Bernie is based on an article by the film’s co-writer Skip Hollandsworth which chronicles the 1996 murder. Jack Black dons a persona like a relic of the ’50s Bible Belt, so wholesome it would make John Denver look like a gang member. Bernie Tiede is a flamboyant, overtly amicable assistant funeral director who rolls into town singing along to religious folk music, and is quickly adored by the whole town. He is genuinely altruistic. The  focal point, or at least the intended one, is Bernie’s burgeoning but questionable relationship with a wealthy, unanimously detested town widow played by Shirley MacLaine (in one of her most despicable characters to date). If you’ve seen Guarding Tess, you’ll notice a similar dynamic between MacLaine and what becomes her repressed man-servant.
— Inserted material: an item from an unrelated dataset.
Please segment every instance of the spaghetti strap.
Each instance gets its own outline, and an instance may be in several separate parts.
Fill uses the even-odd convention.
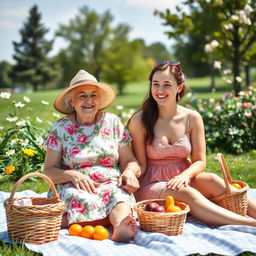
[[[187,120],[186,120],[186,133],[189,133],[189,128],[190,128],[190,113],[187,115]]]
In Bernie, the outcome goes in a completely different direction. 

Carthage, so we’re informed, is known as the ‘squirrel hunting capital of the world’. The film doesn’t get much more sinister than that, considering the subject matter. Linklater has made Crystal Light out of the dark comedy, and I have to admit it’s pretty refreshing. He puts a mild spin on events I imagine were considerably more disturbing  in real life and pays more attention to telling the story from its periphery, through the town folk, whose lexicon is riddled with acronyms like DLOL (dear little old ladies). Even if Linklater’s vision falls a little short on substance (at least for a feature-length film), Bernie is consistently amusing.